Thursday, May 22


New Delhi: In a boost to scientific advancement aimed at curbing the global threat of drug-resistant infections, researchers from the Indraprastha Institute of Information Technology-Delhi (IIIT-Delhi) and France’s Inria Saclay have developed an artificial intelligence (AI)-based system that can recommend effective combinations of existing antibiotics to fight superbugs.

Superbugs are germs like bacteria and fungi that cause hard-to-treat infections. Most superbugs are bacteria that have developed antibiotic resistance – the ability to survive antibiotic medications.

The project, jointly led by Professor Angshul Majumdar and Dr Emilie Chouzenoux, is part of a broader India-France research collaboration between Deep Light (Delhi) and CentraleSupelec, a French engineering school, said an official statement of IIIT-D.

The team includes engineer Stuti Jain and graduate researchers Kriti Kumar and Sayantika Chatterjee, it added.

“This is an excellent example of how AI and international collaboration can come together to solve real-world medical challenges and our method makes it possible to use existing knowledge more effectively and opens the door to smarter, faster responses to antimicrobial resistance (AMR),” Prof. Majumdar told PTI.

AMR occurs when bacteria adapt to antibiotics, rendering them ineffective. Prof. Majumdar said the misuse of antibiotics, particularly in countries like India, is a major contributor to the crisis.

“We often take antibiotics even for viral infections, which don’t require them. Over time, bacteria evolve and adapt. As a result, even simple infections like urinary tract infections or wounds can become resistant to treatment,” he added.

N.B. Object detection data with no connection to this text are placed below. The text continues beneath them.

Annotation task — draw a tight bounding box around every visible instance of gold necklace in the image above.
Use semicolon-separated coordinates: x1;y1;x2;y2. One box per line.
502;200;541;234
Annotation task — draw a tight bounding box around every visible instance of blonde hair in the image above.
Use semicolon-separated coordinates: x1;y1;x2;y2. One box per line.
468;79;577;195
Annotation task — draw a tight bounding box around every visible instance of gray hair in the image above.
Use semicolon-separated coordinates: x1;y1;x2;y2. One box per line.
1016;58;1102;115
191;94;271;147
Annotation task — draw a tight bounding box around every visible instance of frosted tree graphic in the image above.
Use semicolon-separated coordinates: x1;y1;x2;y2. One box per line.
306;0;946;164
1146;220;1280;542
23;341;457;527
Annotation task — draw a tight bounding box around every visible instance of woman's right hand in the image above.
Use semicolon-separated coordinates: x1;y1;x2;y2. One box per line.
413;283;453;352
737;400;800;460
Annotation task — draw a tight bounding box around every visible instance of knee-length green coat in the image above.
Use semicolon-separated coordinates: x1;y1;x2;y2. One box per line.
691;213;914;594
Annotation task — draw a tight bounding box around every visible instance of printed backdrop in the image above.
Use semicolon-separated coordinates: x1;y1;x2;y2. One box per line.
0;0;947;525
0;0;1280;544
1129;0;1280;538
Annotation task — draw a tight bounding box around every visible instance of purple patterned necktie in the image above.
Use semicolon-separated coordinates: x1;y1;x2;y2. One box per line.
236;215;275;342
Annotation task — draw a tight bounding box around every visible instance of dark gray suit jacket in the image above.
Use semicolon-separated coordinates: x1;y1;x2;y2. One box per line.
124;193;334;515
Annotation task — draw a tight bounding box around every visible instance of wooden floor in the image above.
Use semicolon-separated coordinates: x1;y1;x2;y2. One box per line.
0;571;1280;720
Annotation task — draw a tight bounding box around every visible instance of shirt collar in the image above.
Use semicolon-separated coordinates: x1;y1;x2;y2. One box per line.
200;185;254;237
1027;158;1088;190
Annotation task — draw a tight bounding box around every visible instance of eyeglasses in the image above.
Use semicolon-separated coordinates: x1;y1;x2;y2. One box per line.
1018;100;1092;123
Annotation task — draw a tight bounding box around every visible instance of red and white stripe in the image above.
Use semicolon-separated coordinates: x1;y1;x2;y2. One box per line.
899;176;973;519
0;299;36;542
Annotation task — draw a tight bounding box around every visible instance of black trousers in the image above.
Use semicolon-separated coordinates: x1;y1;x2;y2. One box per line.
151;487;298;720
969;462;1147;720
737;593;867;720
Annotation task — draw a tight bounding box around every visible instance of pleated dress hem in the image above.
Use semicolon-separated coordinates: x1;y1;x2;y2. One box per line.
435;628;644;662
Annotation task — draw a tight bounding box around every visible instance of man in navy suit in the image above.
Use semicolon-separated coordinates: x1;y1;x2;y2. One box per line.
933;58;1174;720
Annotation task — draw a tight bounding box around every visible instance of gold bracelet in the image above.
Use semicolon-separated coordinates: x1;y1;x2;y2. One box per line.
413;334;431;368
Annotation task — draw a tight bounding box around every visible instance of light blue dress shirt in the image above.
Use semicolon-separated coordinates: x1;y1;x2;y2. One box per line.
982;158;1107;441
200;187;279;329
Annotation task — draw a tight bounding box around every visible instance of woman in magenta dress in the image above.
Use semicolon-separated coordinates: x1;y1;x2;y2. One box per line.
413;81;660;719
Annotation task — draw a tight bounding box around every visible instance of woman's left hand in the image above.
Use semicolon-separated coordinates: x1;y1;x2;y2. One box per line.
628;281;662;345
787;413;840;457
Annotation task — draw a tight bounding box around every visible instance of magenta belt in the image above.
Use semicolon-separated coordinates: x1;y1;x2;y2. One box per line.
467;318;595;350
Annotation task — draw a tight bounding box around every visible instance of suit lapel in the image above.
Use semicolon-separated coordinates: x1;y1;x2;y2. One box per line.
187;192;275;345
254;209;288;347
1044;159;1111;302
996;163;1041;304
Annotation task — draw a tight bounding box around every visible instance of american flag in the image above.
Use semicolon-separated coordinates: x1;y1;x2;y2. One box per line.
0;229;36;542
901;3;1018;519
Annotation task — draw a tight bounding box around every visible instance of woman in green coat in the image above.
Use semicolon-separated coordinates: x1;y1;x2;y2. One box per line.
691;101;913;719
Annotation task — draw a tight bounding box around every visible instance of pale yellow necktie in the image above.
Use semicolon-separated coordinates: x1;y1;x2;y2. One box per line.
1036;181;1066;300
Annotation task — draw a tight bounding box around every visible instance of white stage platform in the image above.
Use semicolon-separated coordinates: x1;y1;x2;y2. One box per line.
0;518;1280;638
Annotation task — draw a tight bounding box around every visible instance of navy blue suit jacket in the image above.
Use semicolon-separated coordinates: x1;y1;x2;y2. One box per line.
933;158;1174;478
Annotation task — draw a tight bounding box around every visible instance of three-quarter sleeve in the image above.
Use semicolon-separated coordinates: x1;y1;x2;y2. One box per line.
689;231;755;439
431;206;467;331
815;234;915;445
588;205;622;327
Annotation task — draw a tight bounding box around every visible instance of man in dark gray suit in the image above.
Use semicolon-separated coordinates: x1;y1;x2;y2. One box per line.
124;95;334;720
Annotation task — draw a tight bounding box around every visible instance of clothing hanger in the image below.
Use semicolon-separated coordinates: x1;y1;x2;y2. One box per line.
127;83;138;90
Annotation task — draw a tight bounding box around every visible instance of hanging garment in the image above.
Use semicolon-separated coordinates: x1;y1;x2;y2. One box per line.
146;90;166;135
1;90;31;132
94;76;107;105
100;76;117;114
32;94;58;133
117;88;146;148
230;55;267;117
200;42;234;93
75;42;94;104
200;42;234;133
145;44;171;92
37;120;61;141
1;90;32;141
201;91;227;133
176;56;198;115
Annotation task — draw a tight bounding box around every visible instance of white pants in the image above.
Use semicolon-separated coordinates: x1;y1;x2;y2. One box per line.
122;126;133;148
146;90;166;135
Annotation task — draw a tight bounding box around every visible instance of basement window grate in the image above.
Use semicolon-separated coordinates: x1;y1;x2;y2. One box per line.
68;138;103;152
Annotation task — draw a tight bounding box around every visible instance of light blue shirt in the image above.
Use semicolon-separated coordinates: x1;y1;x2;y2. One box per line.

The AI system that the team developed goes far beyond traditional rule-based models. It analyzes real-world clinical decisions from leading Indian hospitals and combines this with bacterial genome data and the chemical structure of antibiotics to recommend optimal treatment options.

The system was successfully tested on multi-drug resistant strains like Klebsiella pneumoniae, Neisseria gonorrhoeae and Mycobacterium tuberculosis.

Prof. Majumdar shared a harrowing case from AIIMS, Kalyani, where a young patient’s artificial hip joint became infected and was unresponsive to even last-resort antibiotics.

“It was a simple muscle infection, but it became untreatable. The patient from a poor family was left bedridden and without options,” he said. “This is the reality of AMR – it can devastate lives even when the infection seems ordinary.”

The professor said the AI model offers combination therapy suggestions, mirroring how doctors treat advanced cases today.

“Instead of recommending one antibiotic, our system can propose a cocktail of drugs based on the genome sequence of the bacteria,” said Majumdar.

“Doctors can ask for five or ten possible options for a specific strain and the AI suggests viable treatments,” he added.

While the model is currently focused on bacterial infections, it can be retrained to tackle viral infections or even lifestyle diseases like hypertension, where drug resistance is emerging.

“Our core motivation was to address infectious diseases – a problem that plagues countries in Southeast Asia, Africa and Latin America far more than it does the West,” said Majumdar.

“There’s less funding for this kind of work, but the impact is massive,” he added.

The team hopes that their model would eventually be embedded in hospital systems and public health frameworks, particularly in regions with limited access to advanced diagnostics.

With AMR recognized as one of the most pressing global health threats of the 21st century, this AI-powered solution may offer doctors a timely, data-driven ally in the battle to preserve the effectiveness of antibiotics.